Como suele ocurrir en muchos relatos de Kafka la mayoría de los personajes de La policía de la memoria carecen de nombre. Nunca llegamos a saber el nombre de su protagonista, quien además es la narradora de la historia. Tiene un amigo que vive en el antiguo ferri que éste pilotaba antes de que se produjera su «desaparición» y que ahora permanece varado en el puerto. Allí se reúnen para tomar pastas y té pero su nombre tampoco es mencionado, sólo es el anciano. Como tampoco se dice nunca el nombre completo del otro personaje, que junto al anciano completa la terna de personajes principales del libro. La narradora se refiere a él como el señor R. Se trata de su editor. La protagonista se gana la vida como novelista aunque no parece que haya mucha gente en la isla que lea sus libros. En este momento escribe la historia de una mecanógrafa que pierde su voz y debe comunicarse con su novio a través de una máquina de escribir. Se trata de un relato de tintes surrealistas que va cobrando cada vez más importancia en la novela de Ogawa.
La policía de la memoria, que da el título a la novela, se dedica a velar para que estas desapariciones se hagan efectivas y para que nadie conserve en su casa o incluso en el recuerdo uno de estos objetos desaparecidos. La autora no concreta la manera en que se producen estas desapariciones, que a veces parecen reales y que en ocasiones parecen producirse solamente en la mente de los personajes.

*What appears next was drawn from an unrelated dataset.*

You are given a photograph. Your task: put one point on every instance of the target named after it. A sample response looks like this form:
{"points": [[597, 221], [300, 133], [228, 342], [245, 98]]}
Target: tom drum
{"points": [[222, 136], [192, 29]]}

Cuando se produce una desaparición en la isla (al menos algunas de ellas) todos los habitantes dejan a un lado lo que están haciendo y se apresuran a destruir el objeto sentenciado por la policía de la memoria. Esta contradicción aporta a la novela un marcado tono de absurdo y de pesadilla que al final del libro se hace más acusado gracias a un desenlace entre terrorífico y grotesco que puede desconcertar a más de un lector. Sin embargo Ogawa huye de todo efectismo y los horrores que narra no lo son tanto seguramente por la manera sosegada en que son descritos. Lo cierto es que la autora mantiene durante toda la novela un mismo tono pausado, que por otra parte acentúan esa sensación de que no hay nada que hacer, de que el destino es inexorable.
Se trata de un libro que puede dar lugar a muchas interpretaciones, de metáforas no siembre obvias. Algunos mantienen que es una crítica a los totalitarismos pero como ya he comentado al comienzo de la reseña yo pienso que la novela es mucho más que eso. Ogawa nos habla del olvido, de los recuerdos que vamos perdiendo según pasan los años sin que nos demos cuenta y que aceptamos con resignación aún cuando sabemos que lo que somos, que nuestra identidad se fundamenta en nuestros recuerdos, de manera que cuando estos desaparecen lo hacemos también nosotros. La novela está escrita con enorme delicadeza y rebosa imaginación y belleza. Es la primera novela que leo de esta autora pero puedo asegurar que no será la última si la implacable Policía de la memoria no me lo impide.